Saturday, June 28, 2025

On Villages and Cities

It is difficult to overestimate the insignificance of the settlements in the ancestral homeland of the Hunzas. If the insignificance is joined by the other characteristics that `decorate` the cities (futility, isolation, deadness and ugliness) - then a complete picture would be obtained for which no suitable word can be found in the any dictionary. An interesting thing is myths. One of those myths that has been constantly dragged like a hose through the years is that the city of Skopje is a metropolis, a center, an important place.
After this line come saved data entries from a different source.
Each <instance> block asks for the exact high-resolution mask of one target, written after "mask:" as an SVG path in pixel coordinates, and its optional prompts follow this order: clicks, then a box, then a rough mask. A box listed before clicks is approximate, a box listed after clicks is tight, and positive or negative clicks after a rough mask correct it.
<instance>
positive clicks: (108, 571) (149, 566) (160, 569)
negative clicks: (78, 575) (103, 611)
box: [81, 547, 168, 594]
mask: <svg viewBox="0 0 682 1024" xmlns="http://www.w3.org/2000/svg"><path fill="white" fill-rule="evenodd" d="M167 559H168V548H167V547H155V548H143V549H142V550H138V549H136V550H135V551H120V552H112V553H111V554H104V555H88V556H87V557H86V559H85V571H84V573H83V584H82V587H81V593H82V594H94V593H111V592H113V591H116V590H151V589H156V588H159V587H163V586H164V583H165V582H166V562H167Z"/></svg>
Maybe... although unfortunately only within a certain territory that covers 25,713 km2 according to the latest measurements and in which there are supposedly 1,784,000 holders of a corporate declaration of ownership (passport, ID card, birth certificate) according to long-outdated counts.

Outside that small and sad territory, the significance of Skopje is equal to that of Nis, Tirana, Pristina, Plovdiv, Banja Luka... a comparison with Thessaloniki, Sofia, Belgrade (although Belgrade is `inevitably` on its way to becoming Pripizdina despite mitigating circumstances such as bombings and stuff) and even Sarajevo or Split is to the great detriment of Skopje from any aspect. Regionally, continentally and globally, the significance of Skopje is more than modest. If at the regional level, it can still be caught on the radar with great difficulty, at the continental level - any significance of Skopje is non-existent. Non-existent to the extent that Debar, Prilep, Ohrid, Bitola, Kriva Palanka `do not exist` continentally...

The undeniable conclusion follows that on a global scale, Skopje is equal to Kocani.

Ohrid and Bitola, for example, are heavy fuckers. The difference with Skopje is that they are small shite holes and Skopje is a relatively large and dystopian shite hole. Relatively, because in India there are cities with five million inhabitants that no one has heard of. Purely a difference in the number of inhabitants and the cumulative influence that this brings. Something like the difference between Ohrid and Kosel or Bitola and Novaci. The mentality is a petty-bourgeois-retrocommunist amalgam, seasoned with the distinct charm of a dilapidated Ottoman town and the kleptocratic Styrofoam aesthetics.

There is probably no populated place in which there is no `whining` for the `good old days` when good old citizens and good old citizens flourished, guilds of raja, honesty and respect. Of course, this is a universal phenomenon and is not limited to these regions. The difference again is only in the number of raja and the intensity of the whining. Apart from the number of people, there is almost no difference between the mentioned places. From Kosel to Skopje, there is almost no qualitative difference. If Novaci is multiplied 30 times, you will get Bitola. And if Bitola is multiplied 10 times, you will get Skopje.